The pair contrasted the current investment market with times past, as Linneman noted that 10 to 15 years ago, "$200 million was a big fund" when there were no large REITs and no global dollars, but that now a $400-million-plus fund was considered a "niche" fund, among global investment capital and huge REITs. Zell was skeptical about the future of this competition, feeling that the 70s and 90s were the norm in terms of investment and that the current volume of capital was more of an anomaly than an ongoing trend.
"One of the great overstatements in history is that real estate is inflation protection," Zell commented. "It was, is and always will be supply and demand." The opportunity investor felt that the market was simply in a "demand recession." An opportunity for growth, Linneman pointed out, would be the current "unformed households;" young adults and college graduates that were forced to move back with their parents because of the economy and lack of jobs. The UPenn professor said that as that economy turned around, there would be an "explosion" from that group seeking housing. Zell slightly disagreed about the impact it would have, saying that the boom would be slowed by lack of housing.
"But multifamily will absorb some of that," Linneman countered. Zell doubted Linneman's veracity, responding in kind with an expletive summing up his position, further elaborating that roughly 60,000 units were added this year, which hardly covered the surging population. "Multifamily can get truly long-term financing," Linneman pointed out. However, as Zell noted, there was not enough on the market for opportunity.
"I'm the grave-dancer and people ask me where are the opportunities," Zell explained. "You don't have opportunity without volume." The lack of activity and the mixed signals from the political arena left the market too complicated for Zell's investment instincts, which has led him to investing instead in emerging markets.
"[Investors] trade growth for the rule of law" in some foreign markets, he remarked, explaining that it would be a dubious effort to expect a favorable ruling in, for example, a Brazilian court. This reinforced his main point of finding a trustworthy partner in these foreign endeavors, since it was improbable to represent yourself.
[IMGCAP(2)]Group was not investing in the other three BRIC markets, Linneman quickly pointed out, but it wasn't necessarily Brazil's land that was special to Zell. "[Equity Group] hasn't found anyone we felt was an honest partner" in India, for example, which was a hindrance to opportunity. Zell did not mention which companies he had or had not dealt with in India.
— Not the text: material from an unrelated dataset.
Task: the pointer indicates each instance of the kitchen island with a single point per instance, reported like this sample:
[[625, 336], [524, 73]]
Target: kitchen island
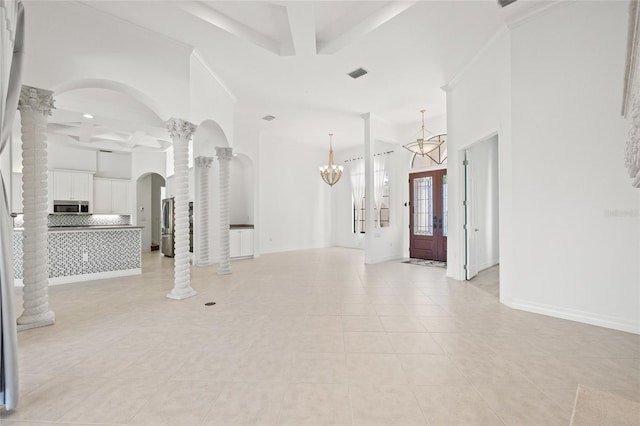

But as foreign investment went, although Zell was a proponent of currently avoiding US investment, he was not fixated on western Europe. "You're trading no growth for no rule of law," he commented. "I don't see any future for it except Disneyland." For an investor like Zell, who searches for growth margins over all else, the spreads in Europe simply did not appeal to him and even less so for Japan, as he jokingly explained, "although comparing growth in western Europe to Japan is like comparing leprosy to cancer."
The last couple years have been hard on the US and opportunities seemed to have lessened, the duo noted, saying that the change in mentality over investment had become detrimental. Linneman recounted that 10% return used to be good, with the rare 25% rate of return the anomaly. Zell agreed, saying that there wasn't opportunity in the US for these size returns unless you leverage out the deal or "play the yield curve" or "floating rate debt." Linneman hammered home the current state of the economy, pointing out a recently ill-conceived notion of return on investment.
"Everyone believed they could do 20s, like it was their God-given right," he said. "And that didn't turn out too well."